Problems that are worth solving - AI doesn’t just make development faster, it reshapes what problems are worth solving. I have recently authored several tools that I wouldn’t have embarked on at all if weren’t for AI speeding up the nitty gritty. Applying a difficult algorithm to a problem? Give it a try! Not sure if the feature you have a vague shape of is the right one? Try implementing it and throw it away if it isn’t. The shift in where time is spent in development changes the way I look at what problems are worth solving.
And my laundry list of other observations:
The paperclip problem - AI agents suffer from a form of the paperclip problem in that they will ruthlessly optimize to complete your query. This will frequently result in cutting corners to finish the work especially if your request wasn't clear on the finer details. I've many times had it say "this would be the right way, but it's too big of a change." It hilariously feels like working with a very junior developer who feels under the gun to complete the work as fast as possible. I find that most of my time goes into coaching against this and trying to invent systems so the wrong thing is less likely to happen.
Not relegated to coding - AI agents are just as happy to do non-coding tasks. From automation to data analysis to repo management to documentation; I have embraced this to create a fully automated system, not just a codebase. These investments help to close the loop as I mentioned earlier.
Keeping a clean house - You have to clean up after it. Especially after big refactors, it's likely to leave dead code everywhere. However, when specifically prompted to address this kind of problem it's really good. I'm on about a weekly cadence to ask it to do a whole codebase audit for dead code. It takes it a long time, but it's almost entirely non-interactive and pretty good at it. But just like when you do this manually, it can sometimes take multiple passes as you remove stuff that makes it clearer that you can remove other stuff.
Where’s the debugger? I find myself wishing my agents could just debug the process. They’re super good at reasoning out timing issues by just reading the code, but it takes a lot of time and sometimes many turns of manual testing. In real-time I'm wondering if anyone has created some kind of tool/MCP server for this?

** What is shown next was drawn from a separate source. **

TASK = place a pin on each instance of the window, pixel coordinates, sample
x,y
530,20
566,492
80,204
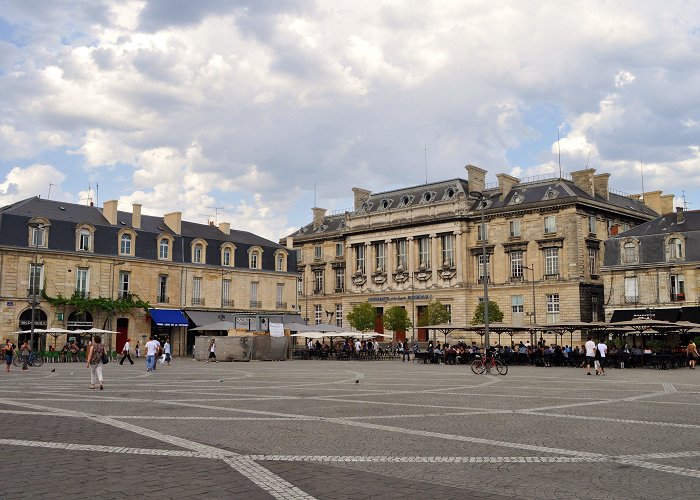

Going faster - AI is unquestionably speeding me up. Particularly in fast prototypes and those domains that I don't have a lot of knowledge (automation and DSLs for example). It's also introduced me to approaches and algorithms that I was unaware of and enjoyed reading about. However, in dedicating about 3 hours a day for a week, I found that I implement 1-3 forward progress features and 1-3 refactors to keep the codebase clean each day. When you one-shot an entire tool it can be a 10,000% speed improvement, but on this larger project I'm probably getting about 400%, but additionally I've got a lot of architectural patterns codified way more solidly than I would if I was soloing it.
Getting medieval - While there is little more than cathartic value in taking out your frustration on an AI agent, what is valuable is being very direct. I have found it much easier to hold to my principles with an AI agent where my feedback to a human would be softer and more deferential. Related: after the code is working, I am much more likely to give the feedback “works but now redo it the right way” than I would with a human who had toiled on the problem for days. This a good thing when it comes to getting the best results.
The why in software development - Last, but certainly not least, I'm really having fun doing learning and executing on projects with AI! It's delightful to get a great feature, and it's equally delightful to me when a system I put in place makes it more successful.
That’s it for now. Does my experience resonate with you? I’d love to learn from you as well!